Two open-source tools can accelerate migration:

ra_dbt_to_dataform - Despite the name suggesting the opposite direction, the same team provides patterns for conversion. Uses GPT-4 for complex macro conversion.

dataform-to-dbt - Node.js tool that handles refs, assertions, and view materializations. Run with npx dataform-to-dbt. Limitations: doesn’t handle JavaScript includes, incremental models, or complex pre-operations.

These tools handle perhaps 60-70% of a typical project. Plan for the remainder to be manual work.

Making the decision

Migration from Dataform to dbt is neither universally right nor universally wrong. It comes down to your specific situation.

Migrate when you’re going multi-warehouse, need the package ecosystem, or want enterprise features like the semantic layer and Mesh.

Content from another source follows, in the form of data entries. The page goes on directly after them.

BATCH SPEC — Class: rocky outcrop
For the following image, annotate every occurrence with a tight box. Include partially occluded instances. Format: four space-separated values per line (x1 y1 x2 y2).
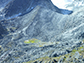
0 23 7 39
0 0 84 63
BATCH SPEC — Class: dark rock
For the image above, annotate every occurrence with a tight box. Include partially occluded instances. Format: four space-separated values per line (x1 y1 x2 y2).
82 58 84 61
53 59 58 63
34 61 38 63
0 23 7 39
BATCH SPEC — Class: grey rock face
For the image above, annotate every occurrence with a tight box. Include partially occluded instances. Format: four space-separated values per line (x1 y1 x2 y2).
0 23 7 39
0 0 84 63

The 2-3 month investment pays dividends in reduced maintenance and expanded capabilities.

Stay put when your Dataform project is stable, you’re BigQuery-only with no plans to change, and you’re not missing functionality. The “if it ain’t broke” principle applies.

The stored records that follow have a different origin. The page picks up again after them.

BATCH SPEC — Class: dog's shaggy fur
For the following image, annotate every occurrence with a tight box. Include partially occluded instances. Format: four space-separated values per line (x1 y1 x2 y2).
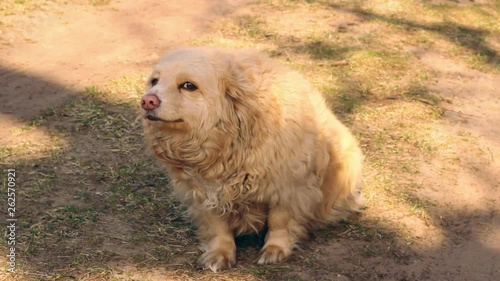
143 48 363 271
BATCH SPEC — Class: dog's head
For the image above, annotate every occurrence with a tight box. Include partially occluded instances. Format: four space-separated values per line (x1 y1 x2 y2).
141 47 278 148
141 48 226 131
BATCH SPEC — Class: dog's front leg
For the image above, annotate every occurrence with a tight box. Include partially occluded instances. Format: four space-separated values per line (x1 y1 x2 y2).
194 210 236 272
258 207 306 264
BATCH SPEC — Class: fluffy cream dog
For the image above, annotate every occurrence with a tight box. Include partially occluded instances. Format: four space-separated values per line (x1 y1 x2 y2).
142 48 363 271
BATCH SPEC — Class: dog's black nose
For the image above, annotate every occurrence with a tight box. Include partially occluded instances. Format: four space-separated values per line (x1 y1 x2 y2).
141 94 160 110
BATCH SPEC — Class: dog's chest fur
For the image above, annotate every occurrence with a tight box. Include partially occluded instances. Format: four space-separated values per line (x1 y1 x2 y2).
171 166 268 234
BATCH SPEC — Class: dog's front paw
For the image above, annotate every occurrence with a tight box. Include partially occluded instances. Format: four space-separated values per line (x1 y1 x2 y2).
257 245 292 264
200 247 236 272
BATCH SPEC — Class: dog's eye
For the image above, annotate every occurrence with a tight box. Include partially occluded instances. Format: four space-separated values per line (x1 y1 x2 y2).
179 82 198 92
151 78 158 86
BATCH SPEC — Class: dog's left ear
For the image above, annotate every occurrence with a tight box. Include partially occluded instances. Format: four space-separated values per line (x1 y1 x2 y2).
219 58 260 140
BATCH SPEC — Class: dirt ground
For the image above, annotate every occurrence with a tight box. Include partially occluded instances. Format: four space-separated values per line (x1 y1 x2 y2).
0 0 500 281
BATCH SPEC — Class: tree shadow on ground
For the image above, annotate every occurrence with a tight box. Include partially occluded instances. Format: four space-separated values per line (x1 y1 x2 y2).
321 2 500 68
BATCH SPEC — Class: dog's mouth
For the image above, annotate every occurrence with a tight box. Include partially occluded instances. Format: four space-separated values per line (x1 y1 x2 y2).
146 114 184 123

Reconsider the timeline when you have complex JavaScript generation, ML pipeline dependencies, or stakeholders requiring extended parallel running. The two-month estimate becomes six months in these scenarios.

The tools transform SQL identically at the warehouse level. What differs is the ecosystem, the commercial model, and the career implications. Make the choice based on your organization’s trajectory, not on which syntax looks cleaner.